Department of Pharmacology, University of Firenze, Firenze, Italy.
BMC Genomics. 2009 Dec 11;10:596. doi: 10.1186/1471-2164-10-596.
The application of high-throughput genomic tools in nutrition research is a widespread practice. However, it is becoming increasingly clear that the outcome of individual expression studies is insufficient for the comprehensive understanding of such a complex field. Currently, the availability of the large amounts of expression data in public repositories has opened up new challenges on microarray data analyses. We have focused on PPARalpha, a ligand-activated transcription factor functioning as fatty acid sensor controlling the gene expression regulation of a large set of genes in various metabolic organs such as liver, small intestine or heart. The function of PPARalpha is strictly connected to the function of its target genes and, although many of these have already been identified, major elements of its physiological function remain to be uncovered. To further investigate the function of PPARalpha, we have applied a cross-species meta-analysis approach to integrate sixteen microarray datasets studying high fat diet and PPARalpha signal perturbations in different organisms.

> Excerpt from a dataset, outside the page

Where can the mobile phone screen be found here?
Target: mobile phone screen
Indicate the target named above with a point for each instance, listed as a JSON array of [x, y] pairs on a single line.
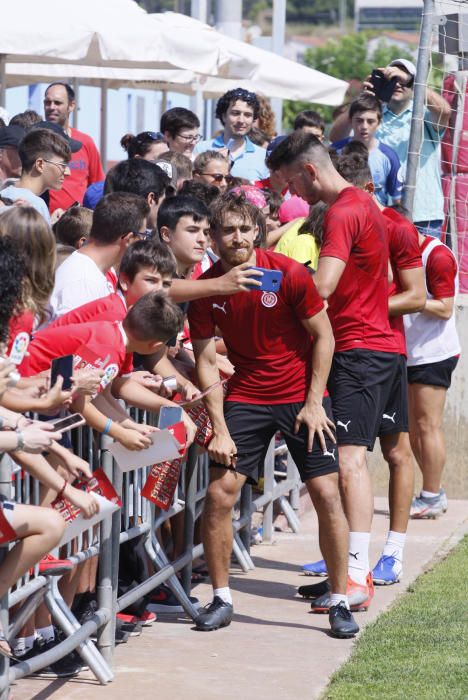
[[62, 366]]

We identified 164 genes (MDEGs) that were differentially expressed in a constant way in response to a high fat diet or to perturbations in PPARs signalling. In particular, we found five genes in yeast which were highly conserved and homologous of PPARalpha targets in mammals, potential candidates to be used as models for the equivalent mammalian genes. Moreover, a screening of the MDEGs for all known transcription factor binding sites and the comparison with a human genome-wide screening of Peroxisome Proliferating Response Elements (PPRE), enabled us to identify, 20 new potential candidate genes that show, both binding site, both change in expression in the condition studied. Lastly, we found a non random localization of the differentially expressed genes in the genome.
The results presented are potentially of great interest to resume the currently available expression data, exploiting the power of in silico analysis filtered by evolutionary conservation. The analysis enabled us to indicate potential gene candidates that could fill in the gaps with regards to the signalling of PPARalpha and, moreover, the non-random localization of the differentially expressed genes in the genome, suggest that epigenetic mechanisms are of importance in the regulation of the transcription operated by PPARalpha.
高通量基因组工具在营养研究中的应用已十分普遍。然而,越来越明显的是,个体表达研究的结果不足以全面理解如此复杂的领域。目前,公共存储库中大量表达数据的可用性为微阵列数据分析带来了新的挑战。我们专注于过氧化物酶体增殖物激活受体α(PPARalpha),这是一种配体激活的转录因子,作为脂肪酸传感器,控制着肝脏、小肠或心脏等各种代谢器官中一大组基因的基因表达调控。PPARalpha 的功能与它的靶基因的功能密切相关,尽管其中许多已经被识别,但它的生理功能的主要元素仍有待发现。为了进一步研究 PPARalpha 的功能,我们应用了跨物种荟萃分析方法,整合了 16 个研究不同生物体中高脂肪饮食和 PPARalpha 信号扰动对微阵列数据集的影响。
我们确定了 164 个基因(MDEGs),它们对高脂肪饮食或 PPAR 信号扰动的反应方式一致。特别地,我们在酵母中发现了 5 个基因,它们与哺乳动物中 PPARalpha 靶标高度保守和同源,是作为哺乳动物等效基因模型的潜在候选基因。此外,对 MDEGs 进行所有已知转录因子结合位点的筛选,并与人类全基因组过氧化物酶体增殖物反应元件(PPRE)筛选进行比较,使我们能够识别出 20 个新的潜在候选基因,这些基因既具有结合位点,又在研究条件下改变表达。最后,我们发现差异表达基因在基因组中的定位是非随机的。
这些结果具有很大的研究潜力,可以利用进化保守性筛选过滤的计算分析的力量,总结当前可用的表达数据。该分析使我们能够指出潜在的基因候选者,这些候选者可以填补关于 PPARalpha 信号的空白,此外,差异表达基因在基因组中的非随机定位表明,表观遗传机制在 PPARalpha 调控的转录中很重要。